When they spoke, it’s like they were speaking directly to Bobby. I could tell that he was tuning in — completely tuning in — and he was quiet and thoughtful when we left. They talked about their story leading up to their time on the show… everything was just dandy, and then it all went to hell. Their small business went under, their youngest child started having difficulties that were diagnosed two years later as autism, and everything was just generally spiraling out of control, including their weight & their health.
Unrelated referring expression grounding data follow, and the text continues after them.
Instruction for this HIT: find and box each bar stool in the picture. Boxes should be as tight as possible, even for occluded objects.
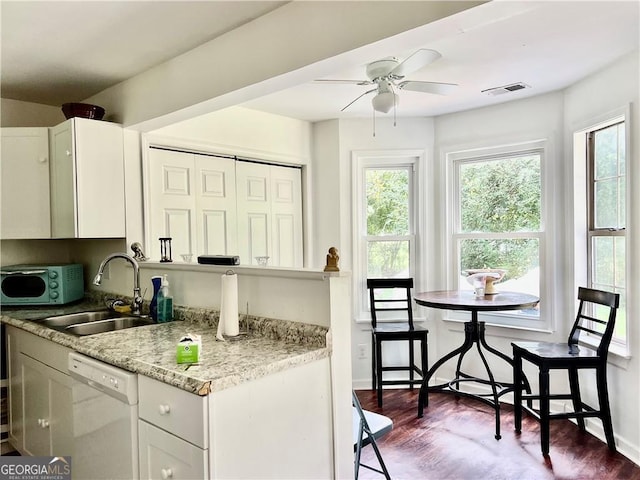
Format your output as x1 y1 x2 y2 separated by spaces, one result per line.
368 278 429 407
512 287 620 455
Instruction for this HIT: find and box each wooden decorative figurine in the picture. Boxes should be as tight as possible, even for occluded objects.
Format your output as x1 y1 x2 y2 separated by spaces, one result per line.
324 247 340 272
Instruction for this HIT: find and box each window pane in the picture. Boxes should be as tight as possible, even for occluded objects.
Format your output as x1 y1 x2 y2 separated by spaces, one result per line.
614 292 626 342
594 178 619 228
593 237 614 286
459 238 539 296
593 123 625 229
366 169 409 235
460 154 540 233
368 240 410 278
594 127 618 179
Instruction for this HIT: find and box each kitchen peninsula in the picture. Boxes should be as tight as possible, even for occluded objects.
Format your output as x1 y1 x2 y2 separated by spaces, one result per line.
2 270 350 479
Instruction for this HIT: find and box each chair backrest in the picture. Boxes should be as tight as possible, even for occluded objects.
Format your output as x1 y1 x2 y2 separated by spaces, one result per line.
367 278 414 328
568 287 620 357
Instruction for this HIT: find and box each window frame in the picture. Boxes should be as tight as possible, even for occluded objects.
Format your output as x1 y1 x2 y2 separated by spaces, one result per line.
352 150 423 323
445 139 552 331
582 115 628 352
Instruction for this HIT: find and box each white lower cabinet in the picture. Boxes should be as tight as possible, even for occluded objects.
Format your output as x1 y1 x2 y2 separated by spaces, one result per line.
138 421 207 480
6 326 73 457
138 375 209 479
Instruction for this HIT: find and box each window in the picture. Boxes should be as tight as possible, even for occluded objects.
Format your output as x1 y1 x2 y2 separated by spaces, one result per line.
587 120 627 345
353 151 421 321
448 140 547 329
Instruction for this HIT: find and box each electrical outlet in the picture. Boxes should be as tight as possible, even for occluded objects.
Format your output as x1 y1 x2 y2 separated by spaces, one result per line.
357 344 367 359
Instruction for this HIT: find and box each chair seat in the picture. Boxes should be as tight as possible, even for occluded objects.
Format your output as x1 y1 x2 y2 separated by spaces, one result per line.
374 322 428 335
512 341 599 361
352 407 393 449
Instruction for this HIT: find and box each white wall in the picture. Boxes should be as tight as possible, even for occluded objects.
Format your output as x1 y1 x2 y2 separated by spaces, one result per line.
0 98 65 127
312 116 435 386
562 51 640 461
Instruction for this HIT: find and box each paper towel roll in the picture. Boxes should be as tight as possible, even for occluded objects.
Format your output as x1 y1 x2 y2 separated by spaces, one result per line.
217 271 239 340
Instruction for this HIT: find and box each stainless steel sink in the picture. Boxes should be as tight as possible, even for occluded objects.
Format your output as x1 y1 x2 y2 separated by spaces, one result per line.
65 317 154 336
40 310 118 328
40 310 154 336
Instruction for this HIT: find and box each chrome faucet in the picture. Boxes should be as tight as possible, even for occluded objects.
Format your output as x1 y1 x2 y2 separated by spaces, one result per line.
93 253 143 315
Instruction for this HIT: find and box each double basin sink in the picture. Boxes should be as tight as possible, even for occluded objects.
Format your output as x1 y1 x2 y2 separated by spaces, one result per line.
39 310 154 336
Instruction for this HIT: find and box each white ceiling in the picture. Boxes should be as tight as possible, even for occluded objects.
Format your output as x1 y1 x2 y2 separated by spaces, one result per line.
2 1 638 123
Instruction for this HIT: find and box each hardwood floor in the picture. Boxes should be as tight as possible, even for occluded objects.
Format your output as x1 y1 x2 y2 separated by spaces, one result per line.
355 389 640 480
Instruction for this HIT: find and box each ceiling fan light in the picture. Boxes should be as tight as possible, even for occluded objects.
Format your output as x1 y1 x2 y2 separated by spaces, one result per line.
371 91 398 113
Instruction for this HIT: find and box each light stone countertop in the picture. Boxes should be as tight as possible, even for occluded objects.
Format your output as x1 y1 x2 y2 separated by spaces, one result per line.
1 297 329 396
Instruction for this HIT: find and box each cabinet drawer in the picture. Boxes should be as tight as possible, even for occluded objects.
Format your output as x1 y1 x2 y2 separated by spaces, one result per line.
139 420 208 480
138 375 208 448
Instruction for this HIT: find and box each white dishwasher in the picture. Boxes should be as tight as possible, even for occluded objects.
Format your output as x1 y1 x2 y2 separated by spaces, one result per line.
68 352 139 480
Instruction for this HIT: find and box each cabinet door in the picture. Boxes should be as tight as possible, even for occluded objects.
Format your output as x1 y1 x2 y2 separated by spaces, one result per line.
0 128 50 238
6 327 24 451
21 354 73 457
22 354 51 456
139 420 208 480
49 121 76 238
73 117 125 238
50 118 125 238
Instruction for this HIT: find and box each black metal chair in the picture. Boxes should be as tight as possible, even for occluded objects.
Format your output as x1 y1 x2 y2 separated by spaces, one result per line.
368 278 428 407
352 390 393 480
512 287 620 456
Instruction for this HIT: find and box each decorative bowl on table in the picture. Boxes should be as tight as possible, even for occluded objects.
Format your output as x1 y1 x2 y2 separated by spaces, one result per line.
61 103 105 120
464 269 506 294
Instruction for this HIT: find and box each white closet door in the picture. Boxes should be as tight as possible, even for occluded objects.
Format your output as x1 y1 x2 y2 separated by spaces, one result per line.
270 165 303 268
236 162 271 264
194 154 238 256
148 149 196 260
236 162 303 267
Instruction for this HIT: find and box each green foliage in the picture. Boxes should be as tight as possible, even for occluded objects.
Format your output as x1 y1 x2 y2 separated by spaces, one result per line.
366 169 409 236
366 168 410 277
459 155 541 280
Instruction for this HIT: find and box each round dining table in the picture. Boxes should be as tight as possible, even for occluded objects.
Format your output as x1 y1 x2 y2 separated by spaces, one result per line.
413 290 539 439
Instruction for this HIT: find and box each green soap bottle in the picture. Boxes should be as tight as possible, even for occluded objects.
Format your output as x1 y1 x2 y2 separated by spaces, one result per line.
157 274 174 322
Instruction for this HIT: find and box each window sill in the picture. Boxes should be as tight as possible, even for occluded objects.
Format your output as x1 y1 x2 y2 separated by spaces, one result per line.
579 335 631 368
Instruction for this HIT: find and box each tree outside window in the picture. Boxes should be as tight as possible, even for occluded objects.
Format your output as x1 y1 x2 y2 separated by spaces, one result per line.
452 147 544 322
Little by little, things got better — but what connected with Bobby is that someone else GETS IT. The stress of being a small business owner, the worries of children (or in our case, the lack thereof), the heartbreak of someone you love being medically beyond your control. And you put your mental/physical/spiritual health on the back burner because everything else is pulling you in 100 different directions at once.
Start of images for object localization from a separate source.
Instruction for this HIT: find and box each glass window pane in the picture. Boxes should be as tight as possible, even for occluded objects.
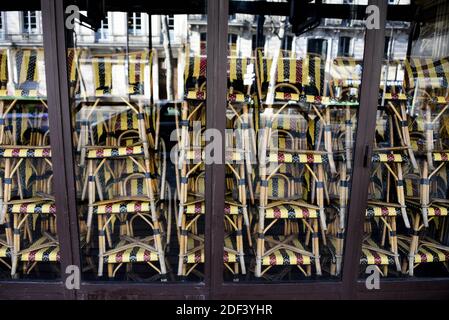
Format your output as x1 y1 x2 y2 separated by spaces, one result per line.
225 0 365 282
67 3 207 282
360 0 449 280
0 9 59 280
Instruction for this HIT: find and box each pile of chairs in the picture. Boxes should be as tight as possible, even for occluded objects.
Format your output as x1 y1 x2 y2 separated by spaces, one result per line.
356 55 449 278
397 57 449 276
3 42 449 281
174 45 252 280
253 49 331 279
73 48 171 280
0 47 58 278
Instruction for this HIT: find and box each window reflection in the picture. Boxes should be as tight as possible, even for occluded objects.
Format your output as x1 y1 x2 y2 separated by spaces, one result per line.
0 10 58 280
68 9 209 282
361 0 449 279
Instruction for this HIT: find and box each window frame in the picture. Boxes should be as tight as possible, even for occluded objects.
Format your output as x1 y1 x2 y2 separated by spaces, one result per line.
0 0 449 300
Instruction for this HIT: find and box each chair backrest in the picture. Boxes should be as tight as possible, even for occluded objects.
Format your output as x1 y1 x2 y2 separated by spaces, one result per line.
0 49 7 91
196 173 205 195
184 54 207 85
380 59 407 95
228 56 255 84
374 112 390 143
80 49 153 98
256 48 324 97
13 48 44 96
433 167 449 199
269 130 295 150
404 174 420 198
124 173 149 197
92 54 113 95
67 48 89 96
404 57 449 91
127 50 152 96
266 174 290 199
330 57 362 88
111 109 141 133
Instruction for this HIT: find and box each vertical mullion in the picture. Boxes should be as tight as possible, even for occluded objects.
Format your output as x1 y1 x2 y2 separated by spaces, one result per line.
41 0 80 298
205 0 228 295
341 0 387 299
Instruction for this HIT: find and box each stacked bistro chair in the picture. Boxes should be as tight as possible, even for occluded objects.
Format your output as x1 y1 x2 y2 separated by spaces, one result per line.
399 170 449 276
356 60 420 276
0 47 58 277
76 49 170 280
253 48 334 278
397 56 449 276
325 57 362 276
175 45 253 280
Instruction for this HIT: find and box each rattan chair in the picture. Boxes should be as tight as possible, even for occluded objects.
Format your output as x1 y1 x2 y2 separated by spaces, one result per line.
400 172 449 276
325 57 362 275
175 161 247 280
253 48 336 278
404 57 449 227
358 94 416 276
0 48 55 277
74 50 167 279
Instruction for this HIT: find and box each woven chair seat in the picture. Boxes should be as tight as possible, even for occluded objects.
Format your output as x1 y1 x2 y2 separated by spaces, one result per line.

On the way home, he talked and talked and Jen, Tom, and I just listened. Bobby rarely really talks, and when he does, it’s best to stay quiet and just let him get it out. He said things that he had never told me, about how he feels like he’s walking a tightrope, doing a constant balancing act, to make sure that he’s the stable one, the one that everyone else can lean on. When he feels like he’s cracking, he just turns up the “mask” — the jokes, the occasional pissiness, burying himself in his work. All so he won’t have to expose just how close he is to breaking. It scared me to hear him say those things because I do depend on him, much more than I even realize. But it also made me feel closer to him — like he could trust me, and maybe he needs me just as much as I need him.

Then on Saturday night, his grandfather had a massive heart attack with subsequent diagnoses of a blood infection and pneumonia. Yesterday, and then this morning, I’m watching him and trying to figure out how I can help, and he’s buzzing aimlessly, barely holding it together. Meetings for work, phone calls from his mother updating him on his grandfather’s declining condition, knowing that he should be at the hospital, but that his business is depending on him — I can feel myself becoming frightened by the tone of his voice because it doesn’t sound normal. It’s hurried, higher than usual, his words are rushing into each other, and I know that he’s barely holding himself together.

I don’t know how to help him. And I have to be careful of how I say this, because I don’t want to be misinterpreted… but I feel rejuvenated knowing that he even NEEDS my help. Because usually he doesn’t — I don’t like that he’s hurting and scattered and jumbled. But I do like that he needs me. Him needing me makes me feel stronger. I’ve been taking and taking for over a year now — it feels good to give back.